We have made assumptions that must temper our conclusions. One assumption is that the deer and tiger populations at the 15 sites used for the regression analysis were all at equilibrium, but poaching of both ungulates (Jathanna et al. 2003) and tigers (Gopal et al. 2010), and the presence of competing carnivores such as the leopard (Karanth et al. 2004) means that the relationship between the tigers and the ungulates are confounded, and without human predation, prey density and carrying capacity for tigers would likely be greater (Karanth et al. 2004). To compare ungulate densities in EWM between 2002 and 2008, we assumed that the mean densities in the whole of the area that we surveyed and in the eastern portion of the area that was surveyed by Zhou et al. (2011) were the same, but the eastern portion subjectively appears to be a superior ungulate habitat. Also, the ungulate density-survey method traditionally used in China and Russia is based on distinguishing 24-hour old snow tracks from older tracks, but overnight refreezing obscures the distinction, adding an element of uncertainty to the counts.
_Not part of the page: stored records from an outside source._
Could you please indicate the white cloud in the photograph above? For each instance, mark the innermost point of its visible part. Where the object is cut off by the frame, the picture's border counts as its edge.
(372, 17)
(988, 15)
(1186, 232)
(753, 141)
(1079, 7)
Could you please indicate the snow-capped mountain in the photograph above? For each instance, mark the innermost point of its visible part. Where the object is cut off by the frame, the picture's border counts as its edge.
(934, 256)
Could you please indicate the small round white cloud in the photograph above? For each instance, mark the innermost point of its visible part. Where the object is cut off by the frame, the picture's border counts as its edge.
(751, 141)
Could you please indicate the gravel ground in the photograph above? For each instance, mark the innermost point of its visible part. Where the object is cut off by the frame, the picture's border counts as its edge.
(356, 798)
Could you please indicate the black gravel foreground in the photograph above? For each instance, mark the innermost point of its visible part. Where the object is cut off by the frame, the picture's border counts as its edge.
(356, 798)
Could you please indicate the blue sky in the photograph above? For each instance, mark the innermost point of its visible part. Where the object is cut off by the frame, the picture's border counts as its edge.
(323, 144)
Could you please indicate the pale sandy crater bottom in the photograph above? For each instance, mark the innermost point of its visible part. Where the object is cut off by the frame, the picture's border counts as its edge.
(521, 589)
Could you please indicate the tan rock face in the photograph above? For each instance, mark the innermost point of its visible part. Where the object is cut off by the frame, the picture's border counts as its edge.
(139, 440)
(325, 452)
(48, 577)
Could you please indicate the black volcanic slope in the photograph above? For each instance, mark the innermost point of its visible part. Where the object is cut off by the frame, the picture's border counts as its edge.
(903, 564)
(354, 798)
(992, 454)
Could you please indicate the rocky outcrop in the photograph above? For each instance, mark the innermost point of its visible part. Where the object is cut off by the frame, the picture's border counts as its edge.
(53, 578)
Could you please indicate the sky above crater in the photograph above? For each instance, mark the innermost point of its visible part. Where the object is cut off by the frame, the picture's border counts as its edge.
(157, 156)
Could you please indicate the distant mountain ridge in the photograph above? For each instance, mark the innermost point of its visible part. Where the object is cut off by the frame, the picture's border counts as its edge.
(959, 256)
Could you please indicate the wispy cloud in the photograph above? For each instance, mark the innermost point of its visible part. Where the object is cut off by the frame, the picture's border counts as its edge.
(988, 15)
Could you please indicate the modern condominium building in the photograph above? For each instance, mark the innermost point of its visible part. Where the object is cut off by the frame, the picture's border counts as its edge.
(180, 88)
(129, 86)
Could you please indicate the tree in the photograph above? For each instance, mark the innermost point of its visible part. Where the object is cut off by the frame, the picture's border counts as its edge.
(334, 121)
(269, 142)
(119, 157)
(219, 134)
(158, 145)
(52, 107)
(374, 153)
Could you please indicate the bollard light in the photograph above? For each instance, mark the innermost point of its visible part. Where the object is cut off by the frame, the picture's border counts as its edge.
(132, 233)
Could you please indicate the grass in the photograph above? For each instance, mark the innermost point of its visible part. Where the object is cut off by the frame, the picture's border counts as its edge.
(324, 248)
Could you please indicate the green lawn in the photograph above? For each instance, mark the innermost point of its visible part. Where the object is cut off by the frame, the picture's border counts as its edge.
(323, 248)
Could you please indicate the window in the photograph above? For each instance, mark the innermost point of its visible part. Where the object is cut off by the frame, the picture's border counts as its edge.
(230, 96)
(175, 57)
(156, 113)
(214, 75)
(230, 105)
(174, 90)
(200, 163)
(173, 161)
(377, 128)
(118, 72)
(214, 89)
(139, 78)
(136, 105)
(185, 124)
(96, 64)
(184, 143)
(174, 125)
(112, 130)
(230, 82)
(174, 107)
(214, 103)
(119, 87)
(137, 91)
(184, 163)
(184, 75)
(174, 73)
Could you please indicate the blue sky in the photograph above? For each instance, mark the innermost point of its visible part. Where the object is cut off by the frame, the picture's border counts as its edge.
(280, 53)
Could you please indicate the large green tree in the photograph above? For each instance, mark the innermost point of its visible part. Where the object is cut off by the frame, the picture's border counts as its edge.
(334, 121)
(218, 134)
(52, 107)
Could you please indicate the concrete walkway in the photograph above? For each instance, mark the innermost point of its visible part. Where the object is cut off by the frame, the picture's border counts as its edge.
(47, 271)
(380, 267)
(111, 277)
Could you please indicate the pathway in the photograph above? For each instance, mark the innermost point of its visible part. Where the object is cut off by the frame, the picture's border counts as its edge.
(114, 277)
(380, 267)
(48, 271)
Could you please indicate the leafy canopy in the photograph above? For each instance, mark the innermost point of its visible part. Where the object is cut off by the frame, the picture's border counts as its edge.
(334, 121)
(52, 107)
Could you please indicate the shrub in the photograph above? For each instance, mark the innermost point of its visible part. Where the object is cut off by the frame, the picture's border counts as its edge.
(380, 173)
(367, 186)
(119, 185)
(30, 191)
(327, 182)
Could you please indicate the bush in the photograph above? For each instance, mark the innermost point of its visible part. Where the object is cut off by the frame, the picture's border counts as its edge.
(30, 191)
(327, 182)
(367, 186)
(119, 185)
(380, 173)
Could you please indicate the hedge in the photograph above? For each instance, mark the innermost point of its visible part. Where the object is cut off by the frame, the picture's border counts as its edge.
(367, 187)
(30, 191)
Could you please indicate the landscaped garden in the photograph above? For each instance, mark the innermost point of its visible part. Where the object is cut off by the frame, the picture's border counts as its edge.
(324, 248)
Although tracks made during morning crepuscular activity are readily distinguishable during the day (Ginsberg et al. 2002), we persisted with the traditional method to allow results to be compared between studies. The direct counts of tigers are also subject to underestimation because they rely on opportunistic findings by a network of observers (Smirnov & Miquelle 1999).
Conclusion
Poaching of tigers is generally considered to be a threat to the persistence of tigers (e.g. Miller et al. 2011), but Karanth & Stith (1999) and Karanth et al. (2004) have clearly demonstrated that prey depletion can be an equal threat. Therefore, poaching of the prey on which the tiger populations depend is as important as poaching of tigers themselves. We conclude that the tiger population in the eastern Wanda Mountains is in peril because the density of the prey species is below the threshold density necessary to support a tiger population. Intensive poaching of ungulates, evidenced by the frequency at which snares are found in the mountains, must be controlled if the tiger population is to survive.
Acknowledgements
Our study was funded by the Rhinoceros and Tiger Conservation Fund (Agreement No. 98210-2-G191) and WWF Kathryn Fuller Science for Nature Fund for PhD of tiger research (Agreement No. RY08). We thank E. Zhang, T. Wang, and D. Miquelle (Wildlife Conservation Society), and D.G. Pikunov and I.G. Nikolaev (Russian Academy of Sciences), for help given throughout this project. In addition, we appreciate help from the staff of Heilongjiang General Bureau of Forest Industry and Heilongjiang Provincial Department, especially H. Dong. We also thank the professional staff, guides and drivers of Dong Fanghong Forest Bureau and Yingchun Forest Bureau. Finally, we thank Matt Hayward and an anonymous reviewer who provided thorough and thoughtful input that greatly improved our manuscript.